Why we need a just transition to a low-carbon worldAron Cramer, President and CEO at BSR, and David Wei, Director, Climate at BSR
The world is experiencing three massive, interconnected revolutions at once: the energy transition driven and necessitated by climate change; the Fourth Industrial Revolution, which is upending traditional models of employment and work; and demographic and economic changes that bring cycles of disruption more quickly than in the past. Amidst these changes, it is essential that we take seriously their impacts on people and communities.
The just transition is an economy-wide process that produces the plans, policies, and investments that build resilient economies and communities with green and decent jobs, in the midst of these shifts. This requires creating jobs by seizing new economic opportunities, while reducing the disruption people and communities face in moving away from high-carbon business models. A just transition that achieves these objectives will generate economic vitality and stability, and individual companies that contribute to a just transition will better manage the risks from a transition to the low-carbon economy and capitalize on related opportunities.
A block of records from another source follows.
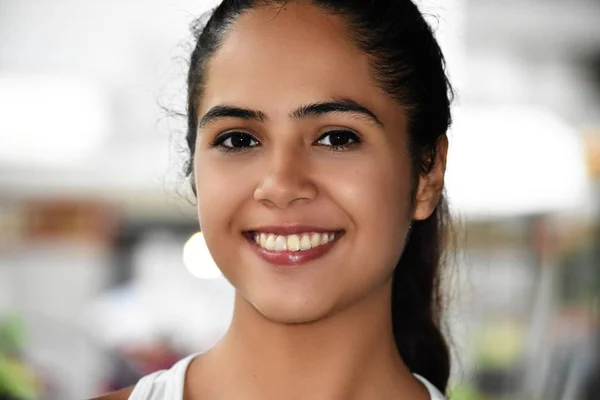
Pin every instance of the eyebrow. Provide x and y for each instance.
(344, 106)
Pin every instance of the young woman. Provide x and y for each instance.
(317, 135)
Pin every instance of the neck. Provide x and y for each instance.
(348, 355)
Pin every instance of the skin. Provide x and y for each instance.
(321, 330)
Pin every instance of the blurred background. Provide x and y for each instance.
(97, 286)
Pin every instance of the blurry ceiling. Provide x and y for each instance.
(134, 54)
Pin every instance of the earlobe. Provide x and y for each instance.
(430, 186)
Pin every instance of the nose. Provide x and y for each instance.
(286, 179)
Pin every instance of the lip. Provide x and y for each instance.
(288, 258)
(292, 229)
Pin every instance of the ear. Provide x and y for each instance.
(430, 186)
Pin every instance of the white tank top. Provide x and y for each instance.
(168, 384)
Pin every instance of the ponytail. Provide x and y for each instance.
(416, 300)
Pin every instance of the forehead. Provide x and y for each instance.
(274, 58)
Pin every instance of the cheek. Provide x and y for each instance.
(220, 191)
(376, 198)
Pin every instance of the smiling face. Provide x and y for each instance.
(300, 151)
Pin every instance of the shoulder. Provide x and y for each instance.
(119, 395)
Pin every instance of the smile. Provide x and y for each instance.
(294, 242)
(294, 247)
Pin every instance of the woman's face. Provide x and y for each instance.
(299, 150)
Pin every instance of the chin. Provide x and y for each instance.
(296, 311)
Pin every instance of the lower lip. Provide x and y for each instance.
(293, 258)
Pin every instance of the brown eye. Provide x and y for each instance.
(235, 141)
(338, 139)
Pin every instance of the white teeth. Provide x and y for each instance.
(315, 240)
(305, 242)
(263, 239)
(270, 242)
(280, 243)
(295, 242)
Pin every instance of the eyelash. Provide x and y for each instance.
(221, 139)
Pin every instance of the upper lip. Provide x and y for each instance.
(291, 229)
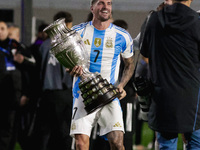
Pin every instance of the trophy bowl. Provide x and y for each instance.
(67, 46)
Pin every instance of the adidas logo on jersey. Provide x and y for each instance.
(117, 125)
(73, 126)
(87, 42)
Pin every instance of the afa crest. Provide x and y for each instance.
(97, 42)
(109, 43)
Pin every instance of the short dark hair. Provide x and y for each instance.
(121, 23)
(92, 2)
(63, 14)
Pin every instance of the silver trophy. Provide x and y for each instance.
(68, 48)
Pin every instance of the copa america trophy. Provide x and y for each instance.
(68, 48)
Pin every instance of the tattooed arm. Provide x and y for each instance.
(127, 74)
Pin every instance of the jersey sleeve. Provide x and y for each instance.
(127, 47)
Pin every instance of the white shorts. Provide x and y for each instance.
(108, 117)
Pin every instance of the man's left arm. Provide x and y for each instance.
(127, 74)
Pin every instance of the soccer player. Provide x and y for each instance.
(104, 43)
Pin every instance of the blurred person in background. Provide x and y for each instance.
(172, 114)
(53, 118)
(11, 85)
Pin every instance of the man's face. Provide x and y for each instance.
(102, 10)
(3, 31)
(168, 2)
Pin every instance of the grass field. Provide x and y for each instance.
(147, 137)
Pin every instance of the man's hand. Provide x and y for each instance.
(19, 58)
(122, 92)
(76, 71)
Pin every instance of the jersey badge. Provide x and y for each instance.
(109, 43)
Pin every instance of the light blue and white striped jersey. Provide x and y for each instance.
(104, 48)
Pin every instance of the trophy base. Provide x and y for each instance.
(101, 101)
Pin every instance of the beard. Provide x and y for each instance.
(103, 19)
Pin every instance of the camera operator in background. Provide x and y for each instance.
(171, 42)
(10, 83)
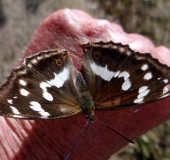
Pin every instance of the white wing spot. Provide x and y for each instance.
(10, 101)
(48, 96)
(24, 92)
(34, 61)
(165, 90)
(165, 81)
(144, 67)
(117, 73)
(44, 85)
(138, 100)
(124, 74)
(143, 94)
(37, 107)
(126, 85)
(143, 88)
(14, 110)
(22, 82)
(148, 76)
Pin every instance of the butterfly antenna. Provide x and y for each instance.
(113, 130)
(75, 143)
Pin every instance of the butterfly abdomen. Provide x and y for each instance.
(86, 102)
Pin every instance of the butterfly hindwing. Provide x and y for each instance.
(119, 78)
(41, 88)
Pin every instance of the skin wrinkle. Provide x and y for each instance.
(63, 131)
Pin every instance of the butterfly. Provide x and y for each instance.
(113, 76)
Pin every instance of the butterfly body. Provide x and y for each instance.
(113, 77)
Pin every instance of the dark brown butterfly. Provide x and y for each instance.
(113, 77)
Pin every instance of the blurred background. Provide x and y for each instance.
(19, 20)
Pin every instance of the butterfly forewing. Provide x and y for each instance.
(119, 78)
(41, 88)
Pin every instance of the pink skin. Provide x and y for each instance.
(52, 139)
Today, BSR launches our report Climate and the Just Transition: The Business Case for Action to highlight how businesses can engage in a just transition that will speed us toward the low-carbon economy.
The just transition is a key topic at the UN Climate Conference (COP24) this month, at which the Silesia Declaration on a Just Transition will be announced. Interestingly, COP24 is taking place in a region of Poland that has been highly dependent on coal, and where this traditional driver of employment has created opposition to climate action. Indeed, our hosts may be ambivalent about the shift to clean energy, based in no small part on concerns about domestic political support, given livelihoods are viewed as being at risk due to climate action. Poland is not alone: We have seen reversals by new governments in the United States, Brazil, and Australia, all in the name of protecting jobs.
Yet there is considerable evidence showing that decisive climate action in fact generates economic vitality. Most studies indicate that climate policies can result in net employment gains of 0.5-2 percent, or 15-60 million jobs globally, with the ILO estimating a net increase of 18 million jobs. A just transition will maximize the economic opportunities of the low-carbon economy, while minimizing the related disruption.
Business has a crucial role to play in shaping a just transition. For starters, emerging low-carbon business models offer quality employment opportunities. And companies that have made groundbreaking commitments to renewable energy procurement can take steps to ensure that such energy is generated and distributed through quality employment. There are significant investment opportunities to undertake in communities experiencing dislocation as business models based on fossil fuel production decline.
Social dialogue, through which business engages directly with workers and their representatives on working conditions, is crucial. Several companies, including Enel, Ørsted, and others, have engaged in dialogue with trade unions to develop modern, clean energy jobs on the basis of core labor standards.
Finally, businesses can engage in the development of public policy solutions. Climate is global, and action on the just transition is often local. It is therefore essential that both national and sub-national efforts ensure that workers can shift to jobs that drive carbon-neutral prosperity. At the Global Climate Action Summit in San Francisco in September, the mayors of Vancouver and Oslo expressed their support for just transition. The C40’s new “Inclusive Cities” initiative highlights efforts to deliver inclusive climate action that improve quality of life for all. Business should be at the table as these kinds of solutions are developed.
Business also has much to gain from working toward the just transition. First, there is a high likelihood that the social license to operate would be damaged by the perception that companies are disposing of workers in the name of climate action. Second, through the Pledge for a Just Transition to Decent Jobs, an emerging group of companies is developing positive labor relations with trade unions through partnerships to build the energy transition on the foundation of high labor standards. Third, companies seeking public policy frameworks and incentives needed to achieve mitigation targets are far likelier to obtain that result in an environment in which economic dislocation is also mitigated. And fourth, a just transition reduces the costs of managing the transition risks articulated by the Task Force on Climate-related Financial Disclosures (TCFD).
This year, the urgency of climate action has been driven home by the Intergovernmental Panel on Climate Change (IPCC) Special Report on Global Warming of 1.5°C, which demonstrates that the time to act is short, and the devastating wildfires in California, which show the profound impacts people and communities face right now. These wake-up calls provide a stark reminder of the need to act.
The just transition is a crucial roadmap to action that shifts climate from a threat to an opportunity. Business would be wise to pick up this challenge and run with it.